Lily Eskelsen García, president of the National Education Association, said focusing on variations in funding between schools in a district, “while relevant and important,” misses a larger picture of persistent disparities in total resources among school districts. She urged states to find ways to more equitably fund their schools.
“We’ve seen the best public schools and what they offer to students – fully stocked libraries with librarians, advanced coursework, science labs, music and art classes, up-to-date textbooks. Why can’t we have that for every student?” García asked. “The proposed regulations could lead to districts cutting entire programs like music, art and PE, in order to get the money to meet the compliance requirement. Districts may have to spread federal funds more thinly to more schools, or to cut Title I from some schools — solely to pass the test.”

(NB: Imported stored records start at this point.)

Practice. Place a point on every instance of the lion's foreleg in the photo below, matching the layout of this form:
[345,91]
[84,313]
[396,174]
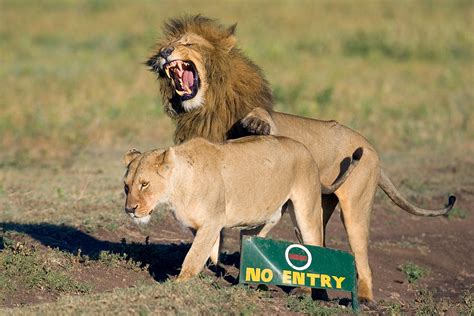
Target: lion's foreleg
[259,122]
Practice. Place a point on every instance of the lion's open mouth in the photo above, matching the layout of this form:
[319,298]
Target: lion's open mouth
[184,76]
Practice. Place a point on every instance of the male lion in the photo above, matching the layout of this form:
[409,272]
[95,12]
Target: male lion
[210,187]
[228,93]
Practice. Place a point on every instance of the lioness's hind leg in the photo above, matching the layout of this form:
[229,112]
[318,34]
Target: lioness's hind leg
[356,198]
[216,250]
[309,218]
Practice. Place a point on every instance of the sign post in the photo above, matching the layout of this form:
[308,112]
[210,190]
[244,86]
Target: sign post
[266,261]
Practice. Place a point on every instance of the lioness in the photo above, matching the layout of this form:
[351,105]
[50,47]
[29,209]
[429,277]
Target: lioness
[210,187]
[210,89]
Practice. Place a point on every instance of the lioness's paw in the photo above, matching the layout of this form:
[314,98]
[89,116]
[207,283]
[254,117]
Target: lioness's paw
[256,126]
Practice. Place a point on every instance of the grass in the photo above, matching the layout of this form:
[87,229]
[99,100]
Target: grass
[306,305]
[75,96]
[86,86]
[413,272]
[24,269]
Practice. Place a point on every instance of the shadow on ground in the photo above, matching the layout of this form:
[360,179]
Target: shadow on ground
[163,260]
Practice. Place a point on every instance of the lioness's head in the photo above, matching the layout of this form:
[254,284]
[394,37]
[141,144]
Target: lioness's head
[146,181]
[182,59]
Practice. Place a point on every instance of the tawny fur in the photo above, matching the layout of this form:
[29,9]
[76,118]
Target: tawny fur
[237,89]
[234,84]
[210,187]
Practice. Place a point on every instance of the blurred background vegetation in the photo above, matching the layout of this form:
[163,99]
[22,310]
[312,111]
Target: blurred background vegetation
[399,72]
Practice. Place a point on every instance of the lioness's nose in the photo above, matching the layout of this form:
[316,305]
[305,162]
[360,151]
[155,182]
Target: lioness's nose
[131,209]
[165,52]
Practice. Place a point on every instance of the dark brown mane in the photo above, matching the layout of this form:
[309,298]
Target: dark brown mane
[235,84]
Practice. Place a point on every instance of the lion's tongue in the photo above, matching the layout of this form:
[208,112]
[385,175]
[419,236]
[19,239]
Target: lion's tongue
[188,79]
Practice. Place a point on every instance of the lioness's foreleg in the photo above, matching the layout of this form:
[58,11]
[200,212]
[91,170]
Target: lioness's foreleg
[309,219]
[200,251]
[356,198]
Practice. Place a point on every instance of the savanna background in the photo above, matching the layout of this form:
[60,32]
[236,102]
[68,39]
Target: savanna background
[74,96]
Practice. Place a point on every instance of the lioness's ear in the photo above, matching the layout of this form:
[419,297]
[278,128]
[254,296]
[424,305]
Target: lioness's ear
[168,156]
[130,155]
[229,41]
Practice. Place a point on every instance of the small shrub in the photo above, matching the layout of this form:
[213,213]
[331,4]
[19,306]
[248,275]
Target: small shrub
[413,272]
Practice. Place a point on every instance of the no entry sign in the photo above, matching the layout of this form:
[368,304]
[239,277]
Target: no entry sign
[266,261]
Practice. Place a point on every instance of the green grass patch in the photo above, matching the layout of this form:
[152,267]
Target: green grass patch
[306,305]
[25,268]
[413,272]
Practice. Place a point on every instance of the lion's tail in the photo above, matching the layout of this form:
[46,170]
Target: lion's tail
[387,186]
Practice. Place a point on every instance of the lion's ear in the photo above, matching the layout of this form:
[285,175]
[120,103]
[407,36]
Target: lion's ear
[230,40]
[130,155]
[231,29]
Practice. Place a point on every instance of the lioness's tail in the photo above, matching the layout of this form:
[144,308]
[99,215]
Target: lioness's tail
[354,160]
[387,186]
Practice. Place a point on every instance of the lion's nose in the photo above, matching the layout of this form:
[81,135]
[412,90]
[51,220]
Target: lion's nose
[131,209]
[165,52]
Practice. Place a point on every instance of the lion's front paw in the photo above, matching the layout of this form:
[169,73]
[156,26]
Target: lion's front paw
[256,126]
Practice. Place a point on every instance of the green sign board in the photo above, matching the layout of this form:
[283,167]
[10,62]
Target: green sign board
[266,261]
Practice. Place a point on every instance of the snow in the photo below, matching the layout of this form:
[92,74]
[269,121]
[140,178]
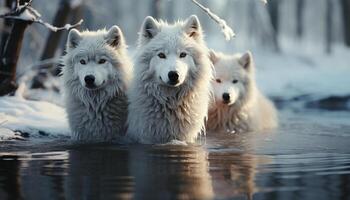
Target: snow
[33,117]
[291,75]
[7,134]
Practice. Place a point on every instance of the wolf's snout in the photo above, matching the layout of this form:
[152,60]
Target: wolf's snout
[173,77]
[226,97]
[89,81]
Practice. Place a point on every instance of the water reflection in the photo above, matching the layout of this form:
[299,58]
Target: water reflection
[179,172]
[100,172]
[304,160]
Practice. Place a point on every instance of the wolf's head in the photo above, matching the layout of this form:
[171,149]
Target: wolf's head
[171,51]
[234,78]
[96,59]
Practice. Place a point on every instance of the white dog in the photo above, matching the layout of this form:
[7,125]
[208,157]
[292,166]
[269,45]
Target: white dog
[96,74]
[239,106]
[170,91]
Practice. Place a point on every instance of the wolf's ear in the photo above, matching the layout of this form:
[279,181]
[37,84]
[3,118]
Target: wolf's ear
[114,37]
[213,56]
[74,38]
[149,29]
[246,60]
[193,27]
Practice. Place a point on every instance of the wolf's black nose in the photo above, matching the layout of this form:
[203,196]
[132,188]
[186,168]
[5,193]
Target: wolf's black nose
[226,97]
[173,77]
[89,80]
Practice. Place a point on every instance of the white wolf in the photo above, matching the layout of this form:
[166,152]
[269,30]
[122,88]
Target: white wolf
[239,106]
[96,73]
[170,91]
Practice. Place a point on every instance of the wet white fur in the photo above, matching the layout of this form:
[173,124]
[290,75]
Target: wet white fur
[248,109]
[158,112]
[96,115]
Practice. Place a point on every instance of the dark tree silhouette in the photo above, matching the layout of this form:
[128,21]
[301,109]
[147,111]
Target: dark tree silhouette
[299,15]
[52,43]
[329,29]
[273,8]
[10,54]
[9,4]
[346,16]
[156,9]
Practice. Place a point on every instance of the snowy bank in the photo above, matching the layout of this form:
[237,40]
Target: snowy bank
[31,118]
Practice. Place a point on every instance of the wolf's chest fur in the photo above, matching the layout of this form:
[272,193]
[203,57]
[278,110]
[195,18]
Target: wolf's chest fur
[98,121]
[163,120]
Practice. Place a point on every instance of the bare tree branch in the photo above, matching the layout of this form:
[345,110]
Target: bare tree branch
[225,29]
[29,14]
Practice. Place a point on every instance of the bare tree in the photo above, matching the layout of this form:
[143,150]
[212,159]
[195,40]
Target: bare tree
[299,16]
[346,17]
[156,9]
[53,39]
[10,54]
[22,15]
[52,43]
[273,11]
[328,26]
[9,4]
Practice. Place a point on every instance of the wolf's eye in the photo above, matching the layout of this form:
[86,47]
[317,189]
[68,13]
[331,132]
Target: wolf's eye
[82,61]
[183,54]
[101,61]
[161,55]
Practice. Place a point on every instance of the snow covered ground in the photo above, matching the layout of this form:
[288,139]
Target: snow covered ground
[282,76]
[22,117]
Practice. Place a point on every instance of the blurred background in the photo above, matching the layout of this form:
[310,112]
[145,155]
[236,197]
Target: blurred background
[300,46]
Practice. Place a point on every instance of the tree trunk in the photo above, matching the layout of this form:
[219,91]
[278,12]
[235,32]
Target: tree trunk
[53,40]
[346,17]
[10,56]
[273,10]
[156,9]
[52,43]
[328,26]
[299,15]
[9,4]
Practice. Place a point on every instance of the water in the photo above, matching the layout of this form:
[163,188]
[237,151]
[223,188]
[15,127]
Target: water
[308,157]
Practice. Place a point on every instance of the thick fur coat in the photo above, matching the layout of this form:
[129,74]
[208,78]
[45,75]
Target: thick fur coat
[96,74]
[239,106]
[164,106]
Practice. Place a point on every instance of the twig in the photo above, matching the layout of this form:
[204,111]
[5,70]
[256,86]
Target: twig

The Congressional Research Service bolstered criticism of the proposed regulation, finding in May that it appeared to “go beyond what would be required by a plain reading of the [Every Student Succeeds Act.]”
Meanwhile, a coalition of 25 civil and human rights groups has come up with a different legal analysis, finding that the U.S. Department of Education has “ample” legal authority to move forward with its proposal.
“Without clarity in regulations for the oversight of this provision of the law… low-income students will be deprived of the supports and services they need and deserve,” the coalition’s public comment says. “The department has both the authority and the responsibility to ensure that this provision is properly implemented, and we urge a final rule that will help states to effectuate the purpose of this provision of the law.”
Jason Morris, who described himself as an “education activist in New London,” had this to say about the regulation in his public comments:
“I was absolutely shocked to read the new rules because they were ACTUALLY beneficial to poor students, they ACTUALLY directly addressed a horrible inequality in district funding that has emerged around the country. I did not expect this from Secretary [of Education John] King, but when [mostly] Republican politicians AND unions are fighting against the new rules, you know there’s something about them that benefits the majority rather than the few.”